Over two thousand companies have adopted the Bluetooth technology for such ease of use.
Some time ago, each of peripheral devices, such as mice, keyboards, and printers, used to require a dedicated cable to be connected to a PC. Now, thanks to the Universal Serial Bus (USB), they only need a standard cable. In near future, the Bluetooth technology will throw all the cables out of our computing environments.

Here are few members of Bluetooth Special Interest Group (SIG).
Founding Members: Ericsson, Nokia, IBM, Intel
Additional Members: 3Com, Lucent, Microsoft, Motorola

The Aim of Bluetooth
The aim has been set quite high. It is to arrive at a specification for a technology that optimizes the usage model of all mobile computing and communications devices, and providing:
  • Global usage
  • Voice and data handling
  • The ability to establish ad-hoc connections
  • The ability to withstand interference from other sources in open band
  • Very small size, in order to accommodate integration into variety of devices
  • Negligible power consumption in comparison to other devices for similar use
  • An open interface standard
  • Low cost of all units, as compared to their non-Bluetooth correspondents.
Here are few key features of bluetooth technological architecture.

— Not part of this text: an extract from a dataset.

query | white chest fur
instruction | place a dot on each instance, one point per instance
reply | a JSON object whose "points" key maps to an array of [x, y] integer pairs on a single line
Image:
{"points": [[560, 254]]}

Service Discovery Protocol: Service discovery protocol (SDP) features allow for automatic recognition and configuration between two devices of different types and from different manufacturers.
There are two types of discovery within the Bluetooth specification. Device discovery allows one device to query devices within range and acquire, in turn, key information about their general capabilities. This key information includes full address, human-readable name, and general device type (cell phone, laptop personal computer, headset).
Service discovery enables a device to learn the details of supported profiles and to actually browse those profiles to find out how to access certain features. The service discovery concept allows for even more information and access methods to be exchanged.

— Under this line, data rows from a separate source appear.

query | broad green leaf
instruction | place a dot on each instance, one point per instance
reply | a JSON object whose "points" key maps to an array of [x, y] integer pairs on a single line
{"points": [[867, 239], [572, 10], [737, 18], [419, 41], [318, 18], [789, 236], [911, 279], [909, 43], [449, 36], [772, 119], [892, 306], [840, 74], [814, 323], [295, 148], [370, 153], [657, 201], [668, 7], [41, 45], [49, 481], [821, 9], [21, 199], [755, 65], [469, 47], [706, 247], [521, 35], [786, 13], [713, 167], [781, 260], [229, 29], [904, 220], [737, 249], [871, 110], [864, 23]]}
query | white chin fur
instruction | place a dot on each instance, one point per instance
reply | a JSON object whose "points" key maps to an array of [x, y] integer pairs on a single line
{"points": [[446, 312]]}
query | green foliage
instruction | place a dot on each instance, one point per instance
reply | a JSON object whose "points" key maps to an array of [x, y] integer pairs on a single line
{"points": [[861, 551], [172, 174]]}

Ad-Hoc Network: Ad hoc networking is the capability to quickly establish and dissolve small groups of devices with very little user involvement and no permanent address assignment. Several devices establish one network and retain the relationship only for the desired time of interaction. If security is desired, users can type in passwords or personal identification numbers (PINs) for bonding and encryption.
An Ad-hoc network is a simple network where communications are established between multiple stations in a given coverage area without the use of an access point or server.
An ad-hoc network is a network having a dynamic topology where nodes are free to move arbitrarily. Such networks are typically based on wireless communication technologies.
Ad-Hoc networks are not dependent on a single access point, they have extraordinary versatility. Ad-Hoc networking protocols seamlessly create instant networks, reconfiguring on the fly as the user or device moves, or as other devices exit or enter the network. They use smart routing, adapting to changing signal conditions by dynamically switching connection paths among devices to maintain communication.
Bluetooth is a Radio Frequency (RF) specification for short-range, point-to-multipoint voice and data transfer. Bluetooth can transmit through solid, non-metal objects. Its nominal link range is from 10 cm to 10 meters, but can be extended to 100 meters by increasing the transmit power. It is based on short-range radio links, and facilitates ad hoc connections for stationary and mobile communication environments.

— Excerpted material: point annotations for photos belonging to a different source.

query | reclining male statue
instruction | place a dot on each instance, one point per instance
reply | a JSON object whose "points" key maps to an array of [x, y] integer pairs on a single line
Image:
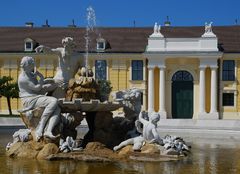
{"points": [[32, 90]]}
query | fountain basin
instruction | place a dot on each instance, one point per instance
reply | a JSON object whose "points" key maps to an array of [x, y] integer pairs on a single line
{"points": [[93, 105]]}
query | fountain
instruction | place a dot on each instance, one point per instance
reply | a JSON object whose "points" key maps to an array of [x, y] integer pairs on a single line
{"points": [[52, 120], [91, 23]]}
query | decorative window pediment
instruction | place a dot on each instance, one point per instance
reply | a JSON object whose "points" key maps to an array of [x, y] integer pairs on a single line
{"points": [[29, 44], [101, 45]]}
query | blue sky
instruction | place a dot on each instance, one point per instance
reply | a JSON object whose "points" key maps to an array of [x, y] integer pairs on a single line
{"points": [[120, 13]]}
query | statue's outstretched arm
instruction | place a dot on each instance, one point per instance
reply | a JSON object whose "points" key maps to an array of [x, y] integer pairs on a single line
{"points": [[141, 119], [34, 87], [47, 50]]}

Piconet: a collection of devices connected via Bluetooth technology in an ad-hoc fashion. A piconet starts with two connected devices, such as a portable PC and cellular phone, and may grow to eight connected devices. All Bluetooth devices are peer units and have identical implementations. However, when establishing a piconet, one unit will act as a master for synchonization purposes, and the other(s) as slave(s) for the duration of the piconet connection.
Scatternet: Two or more independent and non-synchronized piconets that communicate with each other. As shown in figure, a slave as well as a master unit in one piconet can establish this connection by becoming a slave in the other piconet.
Master unit: the device in a piconet whose clock and hopping sequence are used to synchronize all other devices in the piconet.
Slave units: all devices in a piconet that are not the master (up to 7 active units for each master).
Mac address: a 3-bit Media Access Control address used to distinguish between units participating in the piconet.
Parked units: devices in a piconet which are synchronized but do not have MAC addresses.
Sniff and hold mode: devices that are synchronized to a piconet, and which have temporarily entered power-saving modes in which device activity is lowered.
Security Modes: Bluetooth has three security modes. Security mode 1 is an insecure mode. The security functions of encryption and authentication are completely bypassed. Security mode 2 is a service level security. This allows security just after the data link layer provides connectivity to the upper layers of the OSI model. Security mode 3 is a link-level security. This is a device initiating security before the connection is established and is based upon a shared key that is generated when the two devices talk for the first time.

Security in Bluetooth
Bluetooth supports several security features, depending on the application and user requirements. These features range from the protection against eavesdropping inherent to the frequency-hopping spread-spectrum technology, to the use of keys or PIN and password combinations. With the use of PINs (alphanumeric strings of up to 16 characters), the 128-bit SAFER+ encryption algorithm is used to create very strong security and encryption between devices. More security can be added at the application level if desired. This implementation should meet the requirements of systems that must comply with the Health Insurance Portability and Accountability Act of 1996 privacy standards.
Bluetooth security seemed to be adequate only for small ad hoc networks, such as a network of the participants in a meeting. Connecting a PDA to a mobile phone using Bluetooth may also be secure enough. But at the moment Bluetooth may not be secure enough for larger ad hoc networks, money transfers and transferring other sensitive information.

QoS in Bluetooth
Service (QoS) requirements can be judged in terms of bandwidth delay and Security. The Bluetooth technology has originally been developed as a wireless replacement for cables between electronic devices e.g. between a mobile phone and a Laptop computer. However the Bluetooth interface is gradually developing into a full wireless networking solution.
The Bluetooth interface has a gross bitrate of 1 Mbps to support simultaneous voice and data communications. Bluetooth provides both authentication and encryption.
Authentication provides the ability to verify the identity of the claimant through a challenge response algorithm. The Encryption procedure enables encryption of the data sent over the air-interface to prevent unintended eavesdropping.
The Bluetooth interface supports both Point-to-Point and Point-to-Multipoint communications. The Bluetooth architecture supports ad-hoc networking. Bluetooth does not rely on an existing infrastructure to allow wireless communications between devices. Bluetooth devices can discover each other and establish a link, optionally without user interaction. The Bluetooth architecture differs from a cellular network architecture in the sense that there are no specialized nodes, but in principle each Bluetooth device provides the same functionality. In a cellular network different nodes can be identified, where each node has different functions and capabilities (e.g. mobile phone and base station). The ad-hoc networking architecture has obvious advantages, but it is also the main reason that setup times in Bluetooth are long (order of seconds) and handovers are poorly supported. The Bluetooth technology is specifically targeted for devices, which require a low power consumption, such as mobile phones, PDAs, Laptops, computer mouse, keyboards, etc.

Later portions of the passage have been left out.